In solving differential equations, the characteristic equation plays a fundamental role. It comes from converting a differential equation into an ordinary algebraic equation using substitutions. Given the second-order linear homogeneous differential equation\[y^{\prime \prime} + 6y^{\prime} + 9y = 0\],you transform the terms: replace the second derivative \(y^{\prime \prime}\) with \(r^2\), the first derivative \(y^{\prime}\) with \(r\), and the function \(y\) with 1. By doing these substitutions, you obtain the characteristic or auxiliary equation:\[r^2 + 6r + 9 = 0\].
This characteristic equation is a quadratic equation. Solving it allows us to determine the behavior of the solutions of the differential equation. In this example, it factors into \((r + 3)^2 = 0\), which reveals a repeated root.

The solution space of a differential equation refers to the set of all possible solutions that satisfy the given equation. For a homogeneous differential equation like\[y^{\prime \prime} + 6y^{\prime} + 9y = 0\],the solution space is a vector space. It consists of linear combinations of the basis solutions we find. To construct the solution space, we look for linearly independent solutions derived from the characteristic equation.
Given a differential equation with a repeated root from the characteristic equation, like \(r = -3\) here, we take a special approach. We start with one solution, \(y_1(x) = e^{-3x}\), and find another linearly independent solution through a modified function, \(y_2(x) = xe^{-3x}\). These provide a basis for the solution space, which in this context, is represented by the set \(\{e^{-3x}, xe^{-3x}\}\). This means any solution to the differential equation can be expressed as a combination of these two solutions.

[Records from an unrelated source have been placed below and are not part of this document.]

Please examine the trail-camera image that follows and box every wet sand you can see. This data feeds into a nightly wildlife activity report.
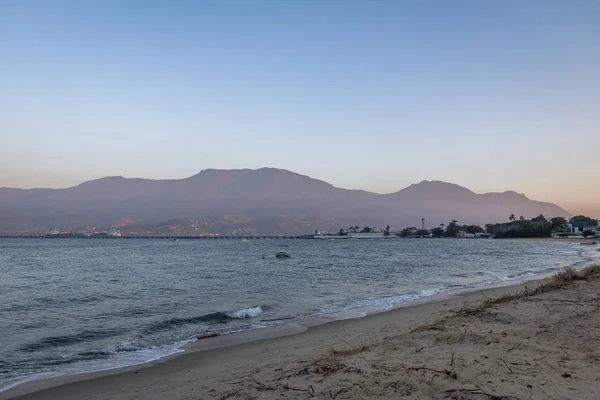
[4,262,600,400]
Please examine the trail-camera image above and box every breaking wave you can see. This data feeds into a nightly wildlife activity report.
[143,306,264,334]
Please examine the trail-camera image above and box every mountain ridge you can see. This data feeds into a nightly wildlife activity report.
[0,168,571,235]
[0,172,539,197]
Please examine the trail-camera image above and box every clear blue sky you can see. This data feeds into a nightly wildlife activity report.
[1,0,599,216]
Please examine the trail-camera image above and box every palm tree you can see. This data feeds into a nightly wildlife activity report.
[519,215,524,221]
[509,214,516,222]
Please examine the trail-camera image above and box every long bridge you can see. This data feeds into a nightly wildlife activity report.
[0,235,316,240]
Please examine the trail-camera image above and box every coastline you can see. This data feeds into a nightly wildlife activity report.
[5,260,600,400]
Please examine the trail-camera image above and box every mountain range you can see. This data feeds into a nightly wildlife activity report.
[0,168,571,235]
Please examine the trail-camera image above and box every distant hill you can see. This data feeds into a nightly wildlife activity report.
[0,168,571,235]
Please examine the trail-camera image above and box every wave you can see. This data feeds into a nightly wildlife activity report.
[1,340,189,393]
[225,306,263,319]
[18,328,126,353]
[317,268,576,320]
[327,251,599,321]
[0,373,56,394]
[1,320,271,393]
[8,305,266,391]
[143,306,264,334]
[43,350,114,366]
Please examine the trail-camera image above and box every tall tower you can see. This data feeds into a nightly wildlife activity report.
[421,218,425,230]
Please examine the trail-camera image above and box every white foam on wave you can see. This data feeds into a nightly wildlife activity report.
[468,271,540,289]
[318,270,559,321]
[349,286,452,310]
[317,287,451,320]
[1,308,270,393]
[60,341,187,376]
[216,323,268,336]
[0,341,189,394]
[0,373,56,394]
[226,305,263,319]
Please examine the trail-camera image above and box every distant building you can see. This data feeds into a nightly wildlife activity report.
[109,229,121,237]
[456,230,475,238]
[569,220,599,234]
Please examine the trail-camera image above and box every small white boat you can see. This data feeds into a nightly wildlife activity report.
[275,245,291,258]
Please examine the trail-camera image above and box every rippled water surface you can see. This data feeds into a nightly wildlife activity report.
[0,238,597,390]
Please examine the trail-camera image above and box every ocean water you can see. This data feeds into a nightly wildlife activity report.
[0,238,597,391]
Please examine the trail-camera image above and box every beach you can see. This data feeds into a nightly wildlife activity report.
[3,261,599,400]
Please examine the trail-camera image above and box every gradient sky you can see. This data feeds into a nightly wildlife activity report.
[1,0,599,216]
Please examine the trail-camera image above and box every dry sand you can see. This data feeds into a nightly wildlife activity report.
[4,262,600,400]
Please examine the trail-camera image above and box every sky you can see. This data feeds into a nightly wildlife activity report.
[1,0,599,217]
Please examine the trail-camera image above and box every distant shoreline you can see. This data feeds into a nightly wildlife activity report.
[0,235,312,240]
[0,235,595,241]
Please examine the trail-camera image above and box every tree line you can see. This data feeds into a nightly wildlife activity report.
[397,215,597,238]
[337,225,392,235]
[399,220,486,237]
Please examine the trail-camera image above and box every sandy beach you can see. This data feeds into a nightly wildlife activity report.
[4,261,600,400]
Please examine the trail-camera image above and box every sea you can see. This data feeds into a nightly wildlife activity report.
[1,238,598,392]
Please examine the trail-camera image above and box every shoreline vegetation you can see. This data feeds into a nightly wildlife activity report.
[5,260,600,400]
[396,215,598,239]
[309,215,600,240]
[349,215,599,239]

Linearly independent solutions are crucial in understanding differential equations. Imagine you are handling a set of vectors—the principle here is similar, but with functions. Two functions are linearly independent if no scalar multiple of one function can form the other.
For a second-order homogeneous differential equation with a repeated root, such as the one we're examining, finding two linearly independent solutions ensures the complete representation of the solution space. Traditionally, repeated roots lead us to solutions of the form \(y_1(x) = e^{rx}\) and \(y_2(x) = xe^{rx}\).

• For the equation \(r = -3\), this translates to \(y_1(x) = e^{-3x}\).
• The second, linearly independent solution becomes \(y_2(x) = xe^{-3x}\) due to the repeated nature of the root.

These solutions form a basis, meaning they span the possible solutions for the differential equation, providing insights into the behavior of systems described by the equation. Understanding this relationship is key to mastering solutions in differential equations.